WHAT an eventful week the foregoing one was!
YES the week ended November 27, 2015, was an action-packed one with some unprecedented development in form of the first-ever Presidential Press Conference since the Patriotic Front (PF) government administration was ushered in.
Before that, the other week I attended a Media Training on Tax and Illicit Financial Flows(IFFs) organised by Action Aid Zambia (AAZ) at Southern Sun Hotel in Lusaka.
During the training a lot of issues came up which I hope in the future could form elements of an exclusive article on IFFs.
It is during the same week that President Lungu commissioned works for the construction of the US$2 billion 750 Megawatts Kafue Gorge Lower Hydropower station in Chikankata District.
On the same day the Zambia Co-operative Federation (ZCF) was expecting to receive the second batch of 150 out of the 2,000 milling machines under the Presidential Milling Initiatives was expected to arrive in Zambia.
Now it is common knowledge that by the time of the historic Press Conference, on November 26, 2015, the Zambian economy was going through turbulence.
This followed the hard bashing of the Kwacha by the international convertible currencies especially the s United States (US) dollar.
The record-fall in the value of the Kwacha which at its lowest ebb crossed the K14-per-dollar mark, triggered a rise in the prices of goods and services, most of them unnecessarily so because they are not, whatsoever, affected by the foreign exchange rate.
Yes apart from the drop in the prices of copper on the international market and the diminishing local manufacturing base, the Zambian Kwacha was also affected by the widening trade deficit as the result of the declining value of exports against the rising value of import into the country.
This conundrum was compounded by continued negative sentiments by some politicians, self-styled economic experts and some other stakeholders on the economic outlook.
Some entities added another dimension to the challenge with their speculative tendencies cashing in on the falling local currency.
A friend of mine told me that one individual had made K300,000 worth of deposits into his foreign currency account before the peak of the challenge, when a dollar was going at about K7.
By the time the Kwacha fell to its lowest position he had instantly nearly doubled the value of his money.
During the Press Conference President Edgar Lungu cited seven factors which could account for this falling in the value of the Kwacha.
Out of the seven, I want to focus on only one of them which I have already eluded to – the adverse sentiments about the general performance of the economy.
From a layman’s point of view I can liken the economy, especially a poorly performing one, to a patient on what some people may term deathbed.
At that point, whatever other people say about that person, obviously, becomes very important.
The words can either revive the patient or send him/her to his/her early grave.
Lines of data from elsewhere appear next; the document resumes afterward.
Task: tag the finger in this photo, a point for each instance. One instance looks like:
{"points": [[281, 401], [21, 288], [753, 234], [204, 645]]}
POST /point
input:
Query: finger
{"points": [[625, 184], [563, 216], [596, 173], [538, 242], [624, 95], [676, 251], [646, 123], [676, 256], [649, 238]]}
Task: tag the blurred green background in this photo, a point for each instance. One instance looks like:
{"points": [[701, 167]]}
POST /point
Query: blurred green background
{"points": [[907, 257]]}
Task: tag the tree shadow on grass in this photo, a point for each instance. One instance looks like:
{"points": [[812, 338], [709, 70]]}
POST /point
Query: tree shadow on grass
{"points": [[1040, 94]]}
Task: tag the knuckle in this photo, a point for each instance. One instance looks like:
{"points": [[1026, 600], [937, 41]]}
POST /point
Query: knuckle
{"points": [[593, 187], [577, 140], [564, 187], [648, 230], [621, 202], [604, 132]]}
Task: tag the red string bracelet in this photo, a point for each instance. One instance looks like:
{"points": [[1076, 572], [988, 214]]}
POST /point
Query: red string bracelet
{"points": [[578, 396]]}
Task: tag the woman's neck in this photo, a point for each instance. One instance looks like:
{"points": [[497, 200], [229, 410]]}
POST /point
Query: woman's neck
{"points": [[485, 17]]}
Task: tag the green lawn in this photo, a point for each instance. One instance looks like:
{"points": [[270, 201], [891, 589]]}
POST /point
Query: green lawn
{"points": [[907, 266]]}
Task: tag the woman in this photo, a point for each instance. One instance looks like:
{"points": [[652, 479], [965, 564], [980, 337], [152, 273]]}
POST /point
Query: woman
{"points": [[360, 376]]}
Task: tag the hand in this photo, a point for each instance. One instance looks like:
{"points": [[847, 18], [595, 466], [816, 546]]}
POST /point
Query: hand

Some Christians describe that as the power of the tongue and it seemingly works in both spiritual and physical realms.
For the economy, it is not different because apart from the law of supply and demand the sentiments can influence the commodity prices,
for instance, depending on the direction of the sentiments.
One online resource defines market sentiment as the general feeling about the climate as expressed by the direction of market prices.
Obviously the sentiments are influence by various factors and forces. A good example of that are the effects the rapid fall in the value of the Kwacha had on the prices of local products.
Once more why were prices in Lusaka affected more by the Kwacha’s fall than in any other town in the country?
In my view it was because of the strong sentiments and the quick spread of the news about the happening as the result of massive use of social media and other information and communication technology (ICT) channels.
In short, the high inflation rate which has now almost reached 20 per cent could be attributable to sentiments in the market, driven mainly through social media by people with various motives, some of them ulterior.
If the effects of the poor performance of the economy in the last two months or so were fueled by adverse sentiments and speculations, how could that factor be resolved? The answer to that is in positive sentiments!
This is all President Lungu did during the Press Conference and the results are there for all to see!
By coming up with an economic blueprint and specific measures the Government had embarked or intended to embark on to remedy the situation, he influenced the market sentiments and transformed them from negative to positive.
Hence the prevailing positive results!
In the short-term, the challenge is to sustain the positive sentiments and leaders should, therefore, continue talking positively about the economy, albeit that does not mean exaggerating or indeed giving false hopes because that can backfire.
In the long-term, there is no substitution for the need to increase exports while checking the imports.